Le 17 janvier 2014, Alstom a annoncé dans un communiqué le renforcement de toutes ses règles d’éthique. Dans ce cadre, le groupe a décidé de ne plus avoir recours à des agents commerciaux.

Dans un mail interne adressé aux responsables du groupe, Patrick Kron annonce lui-même cette décision : « Alstom est l’objet d’enquêtes dans un certain nombre de juridictions, suite à des accusations d’irrégularités passées. Nous nous sommes engagés à coopérer avec les autorités concernées et à prendre les mesures correctives qui pourraient s’avérer nécessaires. Le recours aux consultants commerciaux (c’est-à-dire des consultants sélectionnés pour des projets spécifiques et rémunérés en cas de leur concrétisation "success fees") a très nettement diminué au cours de ces dernières années au fur et à mesure que le groupe élargissait son implantation internationale et augmentait ses ressources internes. »
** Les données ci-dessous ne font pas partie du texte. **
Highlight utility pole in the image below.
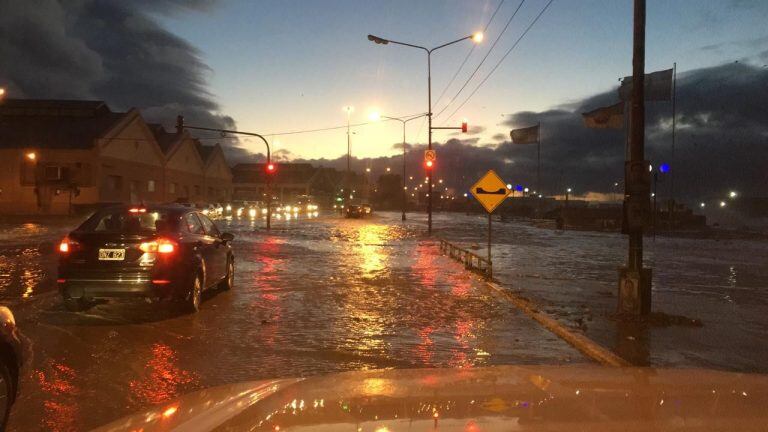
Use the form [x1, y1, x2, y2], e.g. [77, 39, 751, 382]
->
[619, 0, 652, 315]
Le patron d'Alstom poursuit : « Bien que je considère que l’utilisation de tels conseillers commerciaux, selon les règles de notre programme de conformité, puisse contribuer positivement à notre activité en certaines circonstances, une telle utilisation entraîne un risque de non-respect des règles de conformité puisqu’ils ne sont ni employés ni totalement sous contrôle d’Alstom. De plus, il peut y avoir une image négative liée à leur utilisation qui, combinée aux enquêtes en cours sur certains projets passés, a une incidence sur notre propre image. J’ai par conséquent décidé à titre de précaution, que le groupe cesserait de faire appel à de tels conseillers commerciaux. »

Fin avril, au moment où le groupe engageait officiellement des discussions avec GE, de nouvelles fuites, diffusées à nouveau par l’agence Bloomberg, sont venues renforcer l’alarme dans le groupe. Selon certains experts, le cas d’Alstom, pour la justice américaine, serait encore plus grave que celui de Siemens. Le groupe pourrait encourir des pénalités bien supérieures à celles imposées au groupe allemand. L’avocat américain d’Alstom, Robert Luskin, a répliqué que tout cela n’était que conjectures, les discussions étant loin d’être achevées avec la justice américaine et le montant d’éventuelles transactions pour échapper à un procès pas du tout fixé.

Selon Le Canard enchaîné, Jeffrey Immelt, PDG de GE, s’est engagé à reprendre à sa charge tout le volet contentieux d’Alstom, s’il rachetait la branche énergie du groupe français. Un engagement qui a l’air de peser très lourd dans le choix de Patrick Kron et de son conseil d’administration en faveur du groupe américain.